Duplicate Images and Yandex Image Search

Sometimes a picture is really worth a thousand words. This is exactly when an image search engine turns out to be quite handy. Obviously, to someone who just wants to know what a [fennec fox] is, to look at a picture makes more sense than to read all about the shape of the animal’s ears or the length of its tail. A graphic image is complementary to almost any search result and is essential to queries like [Rothko], which retrieve on Yandex not only the information about the artist, but also images of his masterpieces.

Yandex retrieves images using the text that somehow refers to this image — it could be a tag, text description, html title, page title, a link to this image from another website. Of the billions of images available through Yandex, only half are unique. The remaining half is the so-called duplicate images, those that do not differ at all or differ insignificantly.

Yandex.Images, a specialized image search service, categorizes duplicate copies it finds into four classes:

Exact duplicates — absolutely identical copies of an image that do not differ a bit.

Thumbnail duplicates — image copies that differ only in size, i.e. a full image of a picture on an art gallery website and a thumbnail image of this picture in the navigation menu on this web site.

Semi-duplicates — watermarked, slightly colour-enhanced, framed or cropped copies of the same image.

Enhanced semi-duplicates — considerably colour-enhanced, altered or fragmented copies of the same image.

Every image available on the web has, on average, three duplicate copies. To filter out identical images in its search results, Yandex.Images sorts them into groups before processing.

Grouping duplicate images

For a computer to recognize images and find duplicates, visual content has to be translated into digital language, a language a computer can understand. Yandex.Images has a special computer system to do this. This system, whose programs find images on the web and process them, extracts the necessary information about each image such as size, colour, format (JPG, PNG, etc.), and creates a signature, a digital description of this image.

To create an image signature, the system chooses a meaningful fragment of the image, shrinks this fragment to 16х16 pixels and assigns to each of the 256 pixels a number matching its brightness. The resulting number sequence is a signature of the image.

The images with identical fragments (and, consequently, identical signatures) are grouped together. Then, the images within these groups are sorted into smaller groups of even more identical images — those sharing no less than two fragments. The most closely matching images are classed as potential duplicates. The program marks image areas that include all of the matching fragments, shrinks these areas down to about 60x60 pixels, digitalizes them and compares the signatures. The images with matching signatures are classed as duplicates.

This method of grouping allows Yandex.Images to processes over 2bn images very quickly.

Using duplicate images

Most images on the web have text descriptions. This exactly is what the Yandex.Images search technology uses to perform the searches. Copies of the same image on different websites are likely to have different text descriptions. When grouping images, the service reads and compares descriptions of all duplicates to find common or similar text fragments and filter out odd images that happen to have a matching text description. Matching text description with visual content allows the service boost the relevance of search results.

Let’s say, a photo of a long blue car has forty duplicate copies. Fifteen of these duplicates are tagged “car”, ten of them have a “blue car” tag, five duplicates are tagged “green car” and the remaining ten are tagged “long”. The ratio of the number of times each tag is used to the total number of duplicates shows how well this tag matches the image it describes:

[car] — 0.75 (30 images out of 40);
[blue] — 0.25 (10 images out of 40);
[long] — 0.25 (10 images out of 40);
[green] — 0.125 (5 images out of 40).

If 30 out of 40 images of a car have the tag ‘car’, most likely, this text description matches what it describes. This image will be quite relevant to the user looking for [car] on Yandex.Images. A duplicate copy with text description other than ‘car’ might also be relevant to the search query [car] and even to queries like [blue car] or [long car], since the degree of match between the content of the car-image and its description is still quite high, even if not complete. If text descriptions of some duplicates in the search engine’s database are mutually exclusive like ‘green car’ and ‘blue car’ for essentially identical images, the service returns that image whose description has a higher rate of occurrence.

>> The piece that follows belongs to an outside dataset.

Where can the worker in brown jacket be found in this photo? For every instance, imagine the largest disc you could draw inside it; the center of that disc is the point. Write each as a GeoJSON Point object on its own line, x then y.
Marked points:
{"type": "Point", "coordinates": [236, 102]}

Along with being instrumental to providing relevant search results within milliseconds, grouping images also expands search experience for users. After clicking on an image in the Yandex.Images search results, the user is directed to the page, which shows a list of copies of this image and a link to the page with every copy of this image the search engine could find. The list of copies allows the user to choose the image of the right size or find out which websites host this image or what photo bank it can be purchased from.

The duplicate detecting technology also helps identify adult content on websites and use this information for refining search results in family search or in moderated search. Yandex’s signature database contains numerical characteristics for images hosted on adult content websites. Using a special algorithm, the search engine checks a newly indexed website for adult content if signatures of the images it hosts match the signatures of the adult content images in its database. This mechanism allows users enable Family search to filter out from their search results controversial websites or images.

Most copied images

Duplicates of the same image, a photo of a popular model of a cell phone, for instance, may have tens of thousands copies. Photos of celebrities and consumer products are the most likely subjects for copying.